As far as my reading experience goes, I found myself amazed all over again at works like Naughty Pete, or the superhero comics of Fletcher Hanks, which never fail to tickle my fancy. Hanks was not a young man when he created the adventures of his characters (Stardust the Super Wizard is featured here, from 1940's Fantastic Comics #10) - actually, he was over 60. But when I close my eyes, and I think of 'Golden Age superheroes,' and I try to conjure some primal vision of what such a comic should look like, stripped of all franchise and history, the pictures in my head resemble those of Fletcher Hanks.

His characters are simple, iconic, smooth, primitive, positioned flawlessly between an evident lack of polish and a confident grasp of how the action-charged page should work. His stories boil the classic idea of the superhero down to the very basics: Stardust sees some villain named the Super Fiend of the Lost Planet (who looks like he just stepped out of a medieval etching of Hell) declaring that "Civilization must be destroyed!" The beast plants a 'thermal ray spore' on Mars, and sets the whole planet ablaze, annihilating its entire civilization. He then uses an 'anti-solar beam' to fling the planet into Earth, but Stardust stops it by using his amazing powers. Then he picks up the killer by his neck ("Come on, you fiend, and pay the penalty!"), and drags him by his ankle through outer space until they land on the now bone-heaped Mars, where Stardust beats the shit out of him and leaves him there among the remains of his victims, presumably to starve. It's violent, direct, even cruel, but utterly compelling in its lack of care for the alleged sensitivity of its child reading audience.

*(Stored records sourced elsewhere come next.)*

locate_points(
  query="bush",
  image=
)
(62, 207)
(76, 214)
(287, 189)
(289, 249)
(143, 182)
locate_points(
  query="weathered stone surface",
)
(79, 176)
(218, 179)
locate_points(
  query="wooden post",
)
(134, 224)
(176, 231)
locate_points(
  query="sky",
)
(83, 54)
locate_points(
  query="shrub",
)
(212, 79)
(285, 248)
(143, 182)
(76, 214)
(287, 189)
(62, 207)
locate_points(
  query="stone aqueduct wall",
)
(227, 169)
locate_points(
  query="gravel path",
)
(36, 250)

And then - the works I'd never heard of! Like the wholly inexplicable The Wiggle Much by Herbert Crowley, a newspaper strip that ran for a grand total of 13 installments in 1910, created by a man who came out of nowhere, did his work, then vanished into the mist. "The Wiggle Much is really just barely a comic" Nadel notes, and he's right - from what I can gather, it's trying to emulate the feel of a child playing with toys and figurines, from the immobile, statue-like characters sitting around with dialogue (sometimes in verse, sometimes not) printed below the panels, to the weird nonsense continuity the strip maintains. In one strip, the lead character Wiggles literally floats into a zoo unconscious, so the people there try to wake him up by splashing him with rose water. But then it's not enough to just wake him up, they have to teach him the ways of human experience again, so they make him laugh, then they make him cry, and then the strip ends with no resolution. It's not even a pleasant comic to read, so labored is its construction, but it's just the damnedest thing.

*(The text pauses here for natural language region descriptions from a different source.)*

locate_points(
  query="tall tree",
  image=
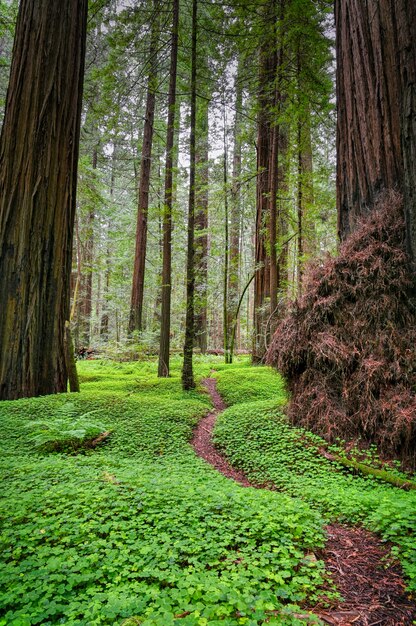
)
(374, 39)
(38, 167)
(405, 20)
(163, 366)
(201, 225)
(368, 84)
(187, 371)
(137, 292)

And that's just another part of the appeal of this volume. There's so much more, like Stan Mac Govern's hysterically written, off-the-cuff Silly Milly, and Jefferson Machamer's corny jokes and slicing, nearly fetishistic lines in the aptly titled Gags and Gals, and Norman E. Jennett's dazzling Monkey Shines of Marseleen, a 1905-10 wonder that mixed the exactitude of Winsor McCay with a creepy gag format and tiny stylistic flourishes all the creator's own, like words of dialogue trailing across panels like wind tails, in long sentences. It's kind of like what you've seen before, but not really, upon second glance. This book indulges you that second glance, as books like it truly must, and that is why it is needed, and why you should seek it out.